Study reveals Playboy centerfolds leaving curves behind

? The curves of Playboy centerfold models have gradually flattened over the last 50 years, giving way to a more androgynous look, European researchers suggest.

Analyzing every Playboy centerfold since the first in 1953, they found the models’ weight hadn’t changed much over time, but busts and hips had diminished, while waists had become less tapered.

The study, published this week in the traditionally lighthearted Christmas edition of the British Medical Journal, does not offer much interpretation of the trend and experts warn against jumping to conclusions.

Does it mean the male idea of female attractiveness has changed over time — that men now prefer a less curvaceous woman, despite their protests that “heroin chic” is not sexy?

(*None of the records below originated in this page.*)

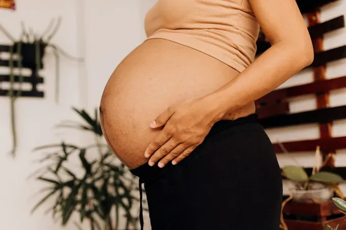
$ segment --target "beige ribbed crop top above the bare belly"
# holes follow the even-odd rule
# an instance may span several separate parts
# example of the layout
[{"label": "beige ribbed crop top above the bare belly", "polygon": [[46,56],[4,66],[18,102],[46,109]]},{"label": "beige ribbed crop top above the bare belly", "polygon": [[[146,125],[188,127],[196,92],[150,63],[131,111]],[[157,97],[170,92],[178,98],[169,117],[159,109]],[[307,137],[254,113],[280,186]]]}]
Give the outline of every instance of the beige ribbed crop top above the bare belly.
[{"label": "beige ribbed crop top above the bare belly", "polygon": [[249,0],[158,0],[145,28],[147,39],[191,47],[239,72],[253,61],[260,30]]}]

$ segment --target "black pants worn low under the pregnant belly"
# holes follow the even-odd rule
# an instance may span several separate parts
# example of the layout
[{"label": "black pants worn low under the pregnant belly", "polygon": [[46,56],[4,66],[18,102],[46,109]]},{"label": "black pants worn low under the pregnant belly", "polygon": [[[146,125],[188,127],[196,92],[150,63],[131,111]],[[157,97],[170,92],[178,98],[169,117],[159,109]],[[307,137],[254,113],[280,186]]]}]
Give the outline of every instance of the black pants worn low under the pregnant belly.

Or is it simply that Playboy is now out of touch with what men find attractive?

Playboy spokesman Bill Farley acknowledged the curves on the centerfolds had changed.

“In the 1950s and into the ’60s, the cultural norm was more of the hourglass figure — Marilyn Monroe, Jayne Mansfield. That was reflected in the pages of Playboy. As time has gone on and women have become more athletic, more in the business world and more inclined to put themselves through fitness regimes, their bodies have changed, and we reflect that as well,” he said.

“But I would think that no one with eyes to see would consider playmates to be androgynous,” Farley said.